Les Saoudiens commencent à douter, ils ne sont plus sûrs de l'identité de celui qui va l'emporter, ils ont les yeux rivés sur la bataille de Baghdad. Si Ben Laden gagne à Baghdad, il n'y a pas de raisons qu'il perde à Ryadh. De plus, la société saoudienne est traversée par un mouvement d'islamistes qui cherche la réconciliation entre les radicaux de Ben Laden et la famille royale. En fait, l'ambiguïté a duré pendant des semaines avant que le prince héritier ne dise officiellement que la réconciliation avec ceux qui ont du sang sur les mains est absolument inenvisageable. L'Arabie Saoudite «tourne» grâce à 7 millions d'expatriés. Pour ces derniers, la question de sécurité est primordiale. D'ailleurs, beaucoup d'entre eux ont renvoyé leur famille dans leur pays d'origine. De même, les investisseurs ne vont pas se précipiter dans un pays qui commence à donner des signes d'insécurité avérés.
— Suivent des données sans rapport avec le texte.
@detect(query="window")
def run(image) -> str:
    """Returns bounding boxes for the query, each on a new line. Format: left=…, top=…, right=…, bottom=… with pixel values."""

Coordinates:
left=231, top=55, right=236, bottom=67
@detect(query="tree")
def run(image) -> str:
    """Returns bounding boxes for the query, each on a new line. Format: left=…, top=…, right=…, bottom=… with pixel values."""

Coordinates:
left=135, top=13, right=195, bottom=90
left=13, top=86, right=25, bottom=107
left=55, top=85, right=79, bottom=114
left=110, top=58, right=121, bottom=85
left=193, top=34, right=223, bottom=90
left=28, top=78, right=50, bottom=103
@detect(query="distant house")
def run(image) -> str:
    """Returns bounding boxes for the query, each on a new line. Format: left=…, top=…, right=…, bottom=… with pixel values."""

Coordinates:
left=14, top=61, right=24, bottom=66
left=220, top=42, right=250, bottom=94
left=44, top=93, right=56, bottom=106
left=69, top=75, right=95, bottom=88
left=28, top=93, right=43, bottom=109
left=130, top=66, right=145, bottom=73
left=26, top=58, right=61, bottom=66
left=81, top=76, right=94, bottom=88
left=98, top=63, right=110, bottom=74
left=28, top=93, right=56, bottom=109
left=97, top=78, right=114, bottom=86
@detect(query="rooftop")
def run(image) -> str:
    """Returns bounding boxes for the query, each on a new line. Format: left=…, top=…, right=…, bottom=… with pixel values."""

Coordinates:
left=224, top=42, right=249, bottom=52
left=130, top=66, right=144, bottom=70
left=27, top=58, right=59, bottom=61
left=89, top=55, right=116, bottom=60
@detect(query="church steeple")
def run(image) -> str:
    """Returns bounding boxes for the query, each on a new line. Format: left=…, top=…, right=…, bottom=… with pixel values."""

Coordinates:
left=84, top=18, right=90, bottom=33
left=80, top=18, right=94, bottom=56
Sur le plan régional, la situation est préoccupante dans la mesure où il y a un autre foyer ardent, l'Irak. La déstabilisation de ce couple, détenteur du potentiel en hydrocarbures que l'on sait, devrait inquiéter, à terme, les pays qui comptent sur leurs gisements pour leur approvisionnement énergétique.

Est-ce qu'on peut dire que la monarchie récolte ce qu'elle a semé ?

La doctrine qui sévit contre le régime saoudien aujourd'hui est issue de l'Arabie Saoudite même. C'est une doctrine fondatrice de ce régime et qui est religion d'Etat depuis neuf générations. Les Saoudo-wahhabites avaient pesé sur tous les conflits qui impliquaient des musulmans. Ils ont exporté la doctrine, ils ont financé les combattants dans l'ensemble des pays arabes. Des Algériens déclaraient à la télévision, quand il y a eu l'amnistie en 1999 : «Nous avions reçu une fatwa de Bin Oussaymin pour monter au maquis, maintenant nous avons reçu une fatwa nous enjoignant de rendre les armes de ce même Ben Oussaymin» Il n'est un secret pour personne que la doctrine islamiste, exportée avec les pétrodollars de l'Arabie, a fait des ravages dans plusieurs pays arabes et islamiques, du Maroc à l'Egypte en passant par l'Algérie. Il est évident que les cadres qui ont combattu en Afghanistan se faisaient les porte-drapeaux de cette radicalité islamique, exportée par l'Arabie Saoudite.